Senator Charles Schumer (D-NY) said in a statement that he was "incredibly disappointed" by the nomination. "Between this nomination of an avowed Medicare opponent to serve as HHS Secretary and Republicans here in Washington threatening to privatize Medicare, it's clear that Republicans are plotting a war on seniors next year."

Another key opponent of Price? Women's health groups.
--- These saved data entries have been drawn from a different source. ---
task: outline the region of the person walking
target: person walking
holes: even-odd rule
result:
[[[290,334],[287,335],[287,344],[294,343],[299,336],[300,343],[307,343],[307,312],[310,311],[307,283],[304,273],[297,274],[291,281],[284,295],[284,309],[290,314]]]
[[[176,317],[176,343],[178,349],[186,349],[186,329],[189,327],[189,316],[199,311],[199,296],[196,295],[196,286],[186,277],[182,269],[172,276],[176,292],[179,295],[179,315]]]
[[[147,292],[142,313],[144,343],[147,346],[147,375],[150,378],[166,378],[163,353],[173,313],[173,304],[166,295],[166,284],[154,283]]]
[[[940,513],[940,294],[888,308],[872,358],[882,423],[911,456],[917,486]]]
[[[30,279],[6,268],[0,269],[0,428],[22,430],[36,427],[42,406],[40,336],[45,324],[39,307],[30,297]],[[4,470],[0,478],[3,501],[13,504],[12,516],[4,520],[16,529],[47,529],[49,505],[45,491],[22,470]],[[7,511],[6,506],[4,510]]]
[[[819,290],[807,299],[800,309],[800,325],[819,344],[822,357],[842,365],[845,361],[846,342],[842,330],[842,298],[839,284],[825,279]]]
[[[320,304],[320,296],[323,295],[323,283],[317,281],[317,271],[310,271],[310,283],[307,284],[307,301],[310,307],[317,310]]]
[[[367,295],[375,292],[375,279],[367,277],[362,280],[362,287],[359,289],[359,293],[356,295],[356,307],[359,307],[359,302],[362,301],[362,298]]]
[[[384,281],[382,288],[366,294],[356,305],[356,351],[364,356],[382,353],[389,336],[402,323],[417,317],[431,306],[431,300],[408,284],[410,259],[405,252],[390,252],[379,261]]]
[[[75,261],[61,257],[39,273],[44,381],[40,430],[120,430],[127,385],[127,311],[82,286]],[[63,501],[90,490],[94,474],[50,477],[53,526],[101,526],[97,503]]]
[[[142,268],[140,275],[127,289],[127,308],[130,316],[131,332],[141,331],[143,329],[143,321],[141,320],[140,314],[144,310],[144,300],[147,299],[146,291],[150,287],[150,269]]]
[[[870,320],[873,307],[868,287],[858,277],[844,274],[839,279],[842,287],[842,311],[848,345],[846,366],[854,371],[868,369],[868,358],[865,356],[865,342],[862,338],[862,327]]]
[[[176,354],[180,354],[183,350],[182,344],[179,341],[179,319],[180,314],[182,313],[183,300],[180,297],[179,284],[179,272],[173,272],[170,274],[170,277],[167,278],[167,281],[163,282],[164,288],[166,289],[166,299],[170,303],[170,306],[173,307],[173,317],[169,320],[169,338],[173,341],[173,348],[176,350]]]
Cecile Richard, president of Planned Parenthood Federation of America, said in a statement, "From his plan to take no-copay birth control away from 55 million women and allow insurance companies to charge women more for the same health coverage, to his opposition to safe and legal abortion, Price could take women back decades."

An Opinion from Inside the Medtech Industry

George McLaughlin, head of Solution Matching at Redox, a company focused on interoperability challenges within hospitals and health systems, reflected on the nominations in a November 29 Redox blog post. In an excerpt from that post, McLaughlin wrote, 

Funding for initiatives like the  Cancer Moonshot  and Precision Medicine Initiative immediately comes into question. What one administration presented as an opportunity for us to come together and aspire towards, the next may immediately defund and write off as another example of bloated government waste . . .  Both of these appointments mean a drastic change in "business as usual".

Where I see the most hope in these appointments is through Verma and her ability to modify foundational pieces of the Affordable Care Act like the expansion of Medicaid and make them palatable for Conservatives."

McLaughlin summed up his thoughts by writing, "We will be keeping an eye on the fallout just like the rest of the healthcare world but one thing is for sure, buckle in everyone, it's going to be a bumpy ride."